The mounts show no evidence of partitions on /dev/sda or /dev/sdb. Instead we see various references to /dev/md partitions. We can also see this in /etc/fstab:

[root@dmorlcel05 ~]# cat /etc/fstab
/dev/md6           /                       ext3    defaults,usrquota,grpquota        1 1
tmpfs                   /dev/shm                tmpfs   defaults        0 0
devpts                  /dev/pts                devpts  gid=5,mode=620  0 0
sysfs                   /sys                    sysfs   defaults        0 0
proc                    /proc                   proc    defaults        0 0
/dev/md2              swap                    swap    defaults        0 0
/dev/md8                /opt/oracle             ext3    defaults,nodev  1 1
/dev/md4                /boot                   ext3    defaults,nodev  1 1
/dev/md11               /var/log/oracle         ext3    defaults,nodev  1 1
//10.141.138.97/monitor     /home/monitor           cifs    user=monitor,password=monitor,uid=root,gid=root 0 0

We can see the following:

  • the swap partition is /dev/md2
  • the boot file system is mounted on /dev/md4
  • the root file system on /dev/md6
  • the oracle cell software base is mounted on /dev/md8
  • the oracle cell software log file system is mounted on /dev/md11

Also we already know the following:

  • /dev/sda3 and /dev/sdb3 are used for the celldisks on the first two luns. We saw this in the celldisk listing above. There is no corresponding metadevice.
  • /dev/sda4 and /dev/sdb4 are just extended partitions.
  • /dev/sda1 and /dev/sdb1 are bootable partitions from the fdisk output we saw earlier

To understand the use of the mounted devices, note that many of the partitions of the first two disks are managed with software raid mirroring using mdadm. Lets first see all the metadevices:

[root@dmorlcel05 grub]# ls -als /dev/md*
0 brw-r—– 1 root disk 9,  0 Aug 27 02:24 /dev/md0
0 brw-r—– 1 root disk 9,  1 Aug 27 02:22 /dev/md1
0 brw-r—– 1 root disk 9, 11 Aug 27 02:24 /dev/md11
0 brw-r—– 1 root disk 9,  2 Aug 27 02:22 /dev/md2
0 brw-r—– 1 root disk 9,  4 Aug 27 02:24 /dev/md4
0 brw-r—– 1 root disk 9,  5 Aug 27 02:27 /dev/md5
0 brw-r—– 1 root disk 9,  6 Aug 27 02:27 /dev/md6
0 brw-r—– 1 root disk 9,  7 Aug 27 02:27 /dev/md7
0 brw-r—– 1 root disk 9,  8 Aug 27 02:27 /dev/md8

We can see that there are metadevices for most of the partitions but not for:

  • /dev/sda3 which is used for the first celldisk
  • /dev/sdb3 which is used for the second celldisk

Lets see what the software raid setup is like using mdadm first with /dev/md2 which we saw earlier was used for the swap partition. First lets confirm this using swapon.

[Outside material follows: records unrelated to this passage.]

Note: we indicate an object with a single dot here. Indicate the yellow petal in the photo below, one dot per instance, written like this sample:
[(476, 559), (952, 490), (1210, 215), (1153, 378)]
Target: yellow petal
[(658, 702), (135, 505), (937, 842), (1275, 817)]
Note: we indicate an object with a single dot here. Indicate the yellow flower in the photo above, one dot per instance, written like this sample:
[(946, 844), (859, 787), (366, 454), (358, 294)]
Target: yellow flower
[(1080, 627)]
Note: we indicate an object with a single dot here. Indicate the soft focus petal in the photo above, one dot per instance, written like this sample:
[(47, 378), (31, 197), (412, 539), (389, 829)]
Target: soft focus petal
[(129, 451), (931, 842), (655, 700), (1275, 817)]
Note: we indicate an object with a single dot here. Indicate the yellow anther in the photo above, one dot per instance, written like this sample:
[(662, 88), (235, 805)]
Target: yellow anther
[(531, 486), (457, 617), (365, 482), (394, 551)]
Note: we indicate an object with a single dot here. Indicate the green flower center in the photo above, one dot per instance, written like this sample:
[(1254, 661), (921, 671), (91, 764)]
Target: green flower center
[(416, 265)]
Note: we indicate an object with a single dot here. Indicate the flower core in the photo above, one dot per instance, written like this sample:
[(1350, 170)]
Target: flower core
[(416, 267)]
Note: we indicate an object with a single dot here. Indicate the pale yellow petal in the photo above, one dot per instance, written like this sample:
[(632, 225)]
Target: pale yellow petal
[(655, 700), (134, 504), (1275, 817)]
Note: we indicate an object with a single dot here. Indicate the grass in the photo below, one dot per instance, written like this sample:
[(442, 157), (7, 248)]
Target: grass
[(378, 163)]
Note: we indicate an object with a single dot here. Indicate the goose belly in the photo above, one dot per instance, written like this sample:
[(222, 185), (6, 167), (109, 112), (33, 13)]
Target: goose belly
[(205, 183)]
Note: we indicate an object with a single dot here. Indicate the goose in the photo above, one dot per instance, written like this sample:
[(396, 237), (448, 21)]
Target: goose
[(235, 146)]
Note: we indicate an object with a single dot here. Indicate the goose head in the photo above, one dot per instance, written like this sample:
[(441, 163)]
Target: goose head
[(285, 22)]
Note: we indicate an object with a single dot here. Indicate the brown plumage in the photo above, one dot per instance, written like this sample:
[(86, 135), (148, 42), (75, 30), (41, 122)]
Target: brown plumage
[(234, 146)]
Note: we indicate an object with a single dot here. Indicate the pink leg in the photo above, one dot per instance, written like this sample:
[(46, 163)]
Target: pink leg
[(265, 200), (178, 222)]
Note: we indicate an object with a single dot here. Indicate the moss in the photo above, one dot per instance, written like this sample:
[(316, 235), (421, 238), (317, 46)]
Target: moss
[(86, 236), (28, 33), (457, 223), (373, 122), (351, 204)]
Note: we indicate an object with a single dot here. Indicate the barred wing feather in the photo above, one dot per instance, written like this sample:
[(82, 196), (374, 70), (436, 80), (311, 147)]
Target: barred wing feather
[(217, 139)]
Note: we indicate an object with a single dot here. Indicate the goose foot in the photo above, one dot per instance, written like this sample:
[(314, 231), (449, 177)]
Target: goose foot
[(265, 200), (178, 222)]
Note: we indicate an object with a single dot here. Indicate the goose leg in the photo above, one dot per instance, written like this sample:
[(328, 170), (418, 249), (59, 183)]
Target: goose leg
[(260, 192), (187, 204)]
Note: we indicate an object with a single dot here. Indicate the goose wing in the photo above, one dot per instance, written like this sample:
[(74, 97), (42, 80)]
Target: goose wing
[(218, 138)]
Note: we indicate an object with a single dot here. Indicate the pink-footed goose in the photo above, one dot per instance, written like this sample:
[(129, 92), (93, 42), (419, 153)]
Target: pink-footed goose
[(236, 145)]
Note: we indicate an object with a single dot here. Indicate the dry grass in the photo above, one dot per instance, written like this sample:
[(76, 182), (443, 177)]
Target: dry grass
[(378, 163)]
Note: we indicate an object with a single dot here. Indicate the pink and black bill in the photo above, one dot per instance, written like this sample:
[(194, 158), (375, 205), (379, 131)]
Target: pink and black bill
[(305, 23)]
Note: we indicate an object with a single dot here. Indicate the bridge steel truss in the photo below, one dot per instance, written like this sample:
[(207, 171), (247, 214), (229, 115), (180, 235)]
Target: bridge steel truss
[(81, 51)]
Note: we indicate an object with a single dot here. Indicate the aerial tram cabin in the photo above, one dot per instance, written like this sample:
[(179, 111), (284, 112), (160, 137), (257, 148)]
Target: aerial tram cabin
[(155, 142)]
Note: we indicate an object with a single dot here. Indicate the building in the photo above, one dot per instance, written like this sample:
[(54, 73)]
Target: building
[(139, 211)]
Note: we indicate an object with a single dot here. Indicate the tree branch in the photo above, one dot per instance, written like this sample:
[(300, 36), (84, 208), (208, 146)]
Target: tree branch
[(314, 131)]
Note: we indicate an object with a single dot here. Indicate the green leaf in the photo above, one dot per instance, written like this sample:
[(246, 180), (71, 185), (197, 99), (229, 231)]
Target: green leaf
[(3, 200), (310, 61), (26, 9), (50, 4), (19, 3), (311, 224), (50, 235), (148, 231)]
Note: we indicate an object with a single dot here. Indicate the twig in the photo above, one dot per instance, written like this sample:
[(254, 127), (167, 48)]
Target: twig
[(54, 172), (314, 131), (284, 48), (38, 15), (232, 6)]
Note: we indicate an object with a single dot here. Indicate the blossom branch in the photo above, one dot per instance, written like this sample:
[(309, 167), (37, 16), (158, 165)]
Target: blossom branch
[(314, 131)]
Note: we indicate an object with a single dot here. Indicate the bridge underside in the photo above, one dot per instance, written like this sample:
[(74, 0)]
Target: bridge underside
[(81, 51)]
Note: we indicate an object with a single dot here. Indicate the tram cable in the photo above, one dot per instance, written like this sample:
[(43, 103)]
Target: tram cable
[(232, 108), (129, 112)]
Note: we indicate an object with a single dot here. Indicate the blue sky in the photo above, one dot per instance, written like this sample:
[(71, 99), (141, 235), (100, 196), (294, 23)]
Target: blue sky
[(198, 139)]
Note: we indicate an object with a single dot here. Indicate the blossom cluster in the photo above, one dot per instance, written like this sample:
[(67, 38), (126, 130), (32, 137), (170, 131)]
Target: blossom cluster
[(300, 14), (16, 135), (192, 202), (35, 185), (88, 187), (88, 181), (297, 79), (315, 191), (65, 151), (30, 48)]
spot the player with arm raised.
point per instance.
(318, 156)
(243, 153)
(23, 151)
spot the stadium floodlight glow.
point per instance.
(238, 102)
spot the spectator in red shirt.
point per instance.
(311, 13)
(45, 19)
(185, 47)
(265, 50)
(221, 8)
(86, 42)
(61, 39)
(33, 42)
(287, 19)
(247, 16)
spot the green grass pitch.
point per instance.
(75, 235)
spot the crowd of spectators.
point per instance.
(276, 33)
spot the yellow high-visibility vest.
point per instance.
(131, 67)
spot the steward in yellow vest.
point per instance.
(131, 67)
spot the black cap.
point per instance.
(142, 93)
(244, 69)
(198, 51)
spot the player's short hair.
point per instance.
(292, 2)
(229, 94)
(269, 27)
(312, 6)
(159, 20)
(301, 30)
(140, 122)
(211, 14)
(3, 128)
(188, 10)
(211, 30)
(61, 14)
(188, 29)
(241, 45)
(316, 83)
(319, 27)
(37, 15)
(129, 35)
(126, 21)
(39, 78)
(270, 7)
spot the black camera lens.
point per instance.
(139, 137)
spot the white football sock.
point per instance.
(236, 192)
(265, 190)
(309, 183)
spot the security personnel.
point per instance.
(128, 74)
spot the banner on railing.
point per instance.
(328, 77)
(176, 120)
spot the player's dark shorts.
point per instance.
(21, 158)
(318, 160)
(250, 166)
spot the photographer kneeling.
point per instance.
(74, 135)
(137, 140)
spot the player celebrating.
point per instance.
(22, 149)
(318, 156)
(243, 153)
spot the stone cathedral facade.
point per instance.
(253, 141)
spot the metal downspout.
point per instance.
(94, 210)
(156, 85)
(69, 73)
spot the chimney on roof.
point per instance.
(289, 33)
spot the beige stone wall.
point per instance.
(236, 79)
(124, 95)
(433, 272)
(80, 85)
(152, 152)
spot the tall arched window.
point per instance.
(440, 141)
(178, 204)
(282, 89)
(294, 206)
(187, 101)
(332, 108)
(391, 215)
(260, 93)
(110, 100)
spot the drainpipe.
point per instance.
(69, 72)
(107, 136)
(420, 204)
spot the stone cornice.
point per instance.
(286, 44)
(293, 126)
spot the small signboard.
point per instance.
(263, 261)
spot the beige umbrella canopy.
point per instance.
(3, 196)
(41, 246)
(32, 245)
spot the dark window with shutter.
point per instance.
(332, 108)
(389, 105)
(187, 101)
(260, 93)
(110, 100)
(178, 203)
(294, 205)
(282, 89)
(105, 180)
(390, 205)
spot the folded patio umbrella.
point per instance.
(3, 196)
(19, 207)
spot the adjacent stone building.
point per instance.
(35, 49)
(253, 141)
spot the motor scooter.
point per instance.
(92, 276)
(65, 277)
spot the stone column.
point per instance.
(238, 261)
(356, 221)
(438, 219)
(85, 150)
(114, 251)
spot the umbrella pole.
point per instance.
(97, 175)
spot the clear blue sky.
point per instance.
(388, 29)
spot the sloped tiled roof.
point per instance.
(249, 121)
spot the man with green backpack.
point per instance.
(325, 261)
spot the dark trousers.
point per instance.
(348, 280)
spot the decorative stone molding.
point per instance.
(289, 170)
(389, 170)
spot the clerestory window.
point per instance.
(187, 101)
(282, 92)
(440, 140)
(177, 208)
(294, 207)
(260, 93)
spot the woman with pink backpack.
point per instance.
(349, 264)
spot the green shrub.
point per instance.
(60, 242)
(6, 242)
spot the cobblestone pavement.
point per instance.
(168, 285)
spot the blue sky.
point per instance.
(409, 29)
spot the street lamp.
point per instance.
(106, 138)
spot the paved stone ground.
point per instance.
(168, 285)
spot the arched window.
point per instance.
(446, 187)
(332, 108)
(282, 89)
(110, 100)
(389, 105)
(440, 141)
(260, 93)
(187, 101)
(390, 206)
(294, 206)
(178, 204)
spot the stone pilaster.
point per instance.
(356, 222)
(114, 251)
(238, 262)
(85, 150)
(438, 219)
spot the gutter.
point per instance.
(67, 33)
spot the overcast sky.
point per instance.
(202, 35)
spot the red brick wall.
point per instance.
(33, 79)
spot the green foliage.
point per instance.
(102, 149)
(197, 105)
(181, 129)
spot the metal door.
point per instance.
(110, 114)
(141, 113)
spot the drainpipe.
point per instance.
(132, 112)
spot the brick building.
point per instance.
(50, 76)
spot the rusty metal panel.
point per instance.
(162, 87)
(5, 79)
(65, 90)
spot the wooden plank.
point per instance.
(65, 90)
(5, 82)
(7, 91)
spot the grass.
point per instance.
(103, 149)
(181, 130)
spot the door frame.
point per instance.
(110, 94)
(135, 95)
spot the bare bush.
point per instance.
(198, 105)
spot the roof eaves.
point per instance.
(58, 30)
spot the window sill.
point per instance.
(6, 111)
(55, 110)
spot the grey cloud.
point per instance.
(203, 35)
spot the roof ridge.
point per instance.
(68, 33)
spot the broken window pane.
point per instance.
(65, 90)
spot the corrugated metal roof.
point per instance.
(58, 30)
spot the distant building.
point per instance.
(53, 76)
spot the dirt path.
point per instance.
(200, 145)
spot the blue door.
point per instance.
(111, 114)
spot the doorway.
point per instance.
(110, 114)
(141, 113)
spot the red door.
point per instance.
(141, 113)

[root@dmorlcel05 grub]# swapon -s
Filename                                Type            Size    Used    Priority
/dev/md2                                partition       2096376 0       -1

Now lets see what /dev/md2 is:

root@dmorlcel05 grub]# mdadm --misc -D /dev/md2
/dev/md2:
        Version : 0.90
  Creation Time : Thu Feb  4 06:03:17 2010
     Raid Level : raid1
     Array Size : 2096384 (2047.59 MiB 2146.70 MB)
  Used Dev Size : 2096384 (2047.59 MiB 2146.70 MB)
   Raid Devices : 2
  Total Devices : 2
Preferred Minor : 2
    Persistence : Superblock is persistent

    Update Time : Sun Oct  9 04:22:45 2011
          State : clean
 Active Devices : 2
Working Devices : 2
 Failed Devices : 0
  Spare Devices : 0

           UUID : 3db204f1:d7a6a84b:cd086034:be3fb671
         Events : 0.58

    Number   Major   Minor   RaidDevice State
       0       8        9        0      active sync   /dev/sda9
       1       8       25        1      active sync   /dev/sdb9

We can see that /dev/md2 is mirroring across partitions /dev/sda9 and /dev/sdb9.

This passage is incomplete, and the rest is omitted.